Agno Agents can execute multiple tools concurrently, allowing you to process function calls that the model makes efficiently. This is especially valuable when the functions involve time-consuming operations. It improves responsiveness and reduces overall execution time.
Here is an example:
import asyncio
import time
from agno.agent import Agent
from agno.models.openai import OpenAIChat
from agno.utils.log import logger
async def atask1(delay: int):
"""Simulate a task that takes a random amount of time to complete
Args:
delay (int): The amount of time to delay the task
"""
logger.info("Task 1 has started")
for _ in range(delay):
await asyncio.sleep(1)
logger.info("Task 1 has slept for 1s")
logger.info("Task 1 has completed")
return f"Task 1 completed in {delay:.2f}s"
async def atask2(delay: int):
"""Simulate a task that takes a random amount of time to complete
Args:
delay (int): The amount of time to delay the task
"""
logger.info("Task 2 has started")
for _ in range(delay):
await asyncio.sleep(1)
logger.info("Task 2 has slept for 1s")
logger.info("Task 2 has completed")
return f"Task 2 completed in {delay:.2f}s"

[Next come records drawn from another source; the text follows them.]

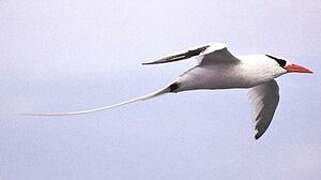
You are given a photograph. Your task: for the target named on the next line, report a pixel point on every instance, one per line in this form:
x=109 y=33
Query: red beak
x=297 y=68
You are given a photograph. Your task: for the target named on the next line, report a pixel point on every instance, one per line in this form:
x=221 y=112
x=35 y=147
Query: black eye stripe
x=281 y=62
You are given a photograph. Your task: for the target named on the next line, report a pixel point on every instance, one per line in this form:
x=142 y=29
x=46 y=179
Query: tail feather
x=141 y=98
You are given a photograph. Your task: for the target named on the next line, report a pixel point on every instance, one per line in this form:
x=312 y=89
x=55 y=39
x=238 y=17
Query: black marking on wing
x=181 y=56
x=173 y=87
x=281 y=62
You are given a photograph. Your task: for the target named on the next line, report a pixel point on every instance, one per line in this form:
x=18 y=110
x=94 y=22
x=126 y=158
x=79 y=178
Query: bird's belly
x=217 y=78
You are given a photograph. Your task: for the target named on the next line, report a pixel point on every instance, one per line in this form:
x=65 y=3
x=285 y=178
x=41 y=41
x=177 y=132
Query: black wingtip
x=257 y=136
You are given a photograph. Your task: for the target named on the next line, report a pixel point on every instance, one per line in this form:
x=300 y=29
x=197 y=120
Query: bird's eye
x=281 y=62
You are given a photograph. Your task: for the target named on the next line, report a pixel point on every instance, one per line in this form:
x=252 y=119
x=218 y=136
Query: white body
x=249 y=72
x=219 y=69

async def atask3(delay: int):
"""Simulate a task that takes a random amount of time to complete
Args:
delay (int): The amount of time to delay the task
"""
logger.info("Task 3 has started")
for _ in range(delay):
await asyncio.sleep(1)
logger.info("Task 3 has slept for 1s")
logger.info("Task 3 has completed")
return f"Task 3 completed in {delay:.2f}s"
async_agent = Agent(
model=OpenAIChat(id="gpt-4o-mini"),
tools=[atask2, atask1, atask3],
show_tool_calls=True,
markdown=True,
)
asyncio.run(
async_agent.aprint_response("Please run all tasks with a delay of 3s", stream=True)
)
Run the Agent:
pip install -U agno openai
export OPENAI_API_KEY=***
python async_tools.py
How to use:
- Provide your Agent with a list of tools, preferably asynchronous for optimal performance. However, synchronous functions can also be used since they will execute concurrently on separate threads.

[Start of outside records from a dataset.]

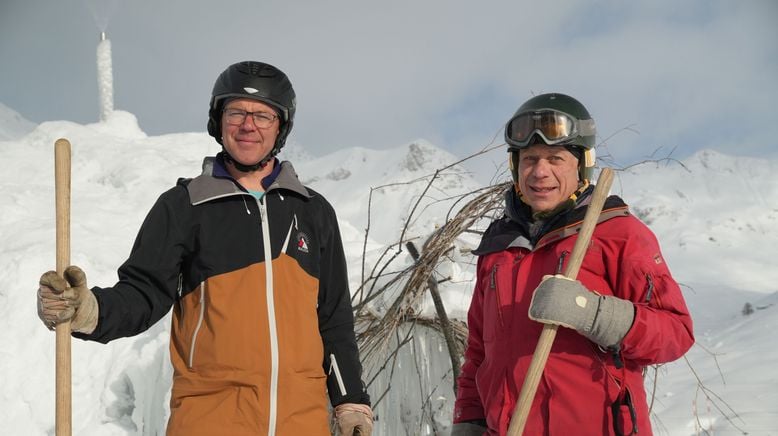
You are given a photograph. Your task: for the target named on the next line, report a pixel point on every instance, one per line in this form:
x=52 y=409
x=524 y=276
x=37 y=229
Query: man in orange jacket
x=252 y=263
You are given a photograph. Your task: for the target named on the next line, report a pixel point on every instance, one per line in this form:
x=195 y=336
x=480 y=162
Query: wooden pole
x=63 y=370
x=542 y=350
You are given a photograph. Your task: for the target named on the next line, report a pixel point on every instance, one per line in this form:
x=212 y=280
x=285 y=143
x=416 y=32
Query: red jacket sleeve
x=662 y=329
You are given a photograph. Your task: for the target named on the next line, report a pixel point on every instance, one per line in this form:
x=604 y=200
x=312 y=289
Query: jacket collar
x=215 y=182
x=513 y=229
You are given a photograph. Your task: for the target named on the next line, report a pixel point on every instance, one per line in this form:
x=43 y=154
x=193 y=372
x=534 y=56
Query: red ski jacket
x=584 y=389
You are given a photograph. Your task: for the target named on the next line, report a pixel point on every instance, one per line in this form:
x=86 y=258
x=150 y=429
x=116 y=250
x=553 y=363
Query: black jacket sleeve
x=336 y=319
x=148 y=279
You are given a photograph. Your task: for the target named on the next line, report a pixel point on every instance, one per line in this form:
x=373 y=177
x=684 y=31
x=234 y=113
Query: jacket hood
x=513 y=229
x=215 y=182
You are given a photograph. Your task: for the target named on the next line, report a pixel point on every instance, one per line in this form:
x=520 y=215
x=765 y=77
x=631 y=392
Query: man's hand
x=605 y=320
x=67 y=299
x=354 y=419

- Run the Agent using either the
arun
or aprint_response
method, enabling concurrent execution of tool calls.
Concurrent execution of tools requires a model that supports parallel function
calling. For example, OpenAI models have a parallel_tool_calls
parameter
(enabled by default) that allows multiple tool calls to be requested and
executed simultaneously.
In this example, gpt-4o
makes three simultaneous tool calls to atask1
, atask2
and atask3
. Normally these tool calls would execute sequentially, but using the aprint_response
function, they run concurrently, improving execution time.